Comps are a normal part of restaurant operations. But when comp patterns deviate from location norms, there's often fraud hiding in the numbers.
Every restaurant comps meals. A guest complaint, a VIP visit, a kitchen mistake — these are legitimate business expenses. The problem isn't comps. It's the pattern.
When one server runs comp rates 3-4x the location average, that's not bad luck with guest complaints. When comps spike on specific shifts with specific managers, that's not random variance. And when comp totals at one location run 2x the chain average without corresponding guest complaints, the money is leaving the business.
One server comps $400/week while the location average is $100/week. Either they're getting all the complaints or they're feeding friends and family.
Comps spike during closing shifts when oversight is lowest. The food leaves the kitchen, the comp is applied after the manager leaves, and the POS record looks clean.
An item is comped for quality, then the same item is refired. The guest gets the refire. Who got the comped item? If there's no waste recorded, someone ate it.
Manager comps that bypass the approval workflow. Not all are fraud — but the pattern matters. A manager who self-approves $800/month in comps deserves scrutiny.
Comps applied 30-60 minutes after the check closes. Comps applied during low-traffic periods. Comps applied in batches. The timing often reveals the intent.
A single location running $500/month in excess comps is a nuisance. Across 50 locations, if even 20% have comp abuse issues, that's $60,000/year in recoverable cost — and the cultural cost of unchecked theft is even higher.

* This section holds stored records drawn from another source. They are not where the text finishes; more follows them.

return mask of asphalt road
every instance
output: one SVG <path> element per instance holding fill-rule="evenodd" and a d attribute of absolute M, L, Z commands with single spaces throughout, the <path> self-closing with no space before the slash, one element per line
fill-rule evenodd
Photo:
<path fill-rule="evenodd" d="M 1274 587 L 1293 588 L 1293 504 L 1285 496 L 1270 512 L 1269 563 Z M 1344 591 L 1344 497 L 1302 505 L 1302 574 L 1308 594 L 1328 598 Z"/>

Marty analyzes comp patterns across every location, every shift, every server — and flags anomalies in the Morning Deposit with dollar amounts attached.
Not "comps are elevated." Instead: "Server 14 at Location 8 ran $380 in comps last week — 3.8x location average. 60% applied during closing shifts. No corresponding guest complaints logged."
That's the difference between a dashboard and a detection system.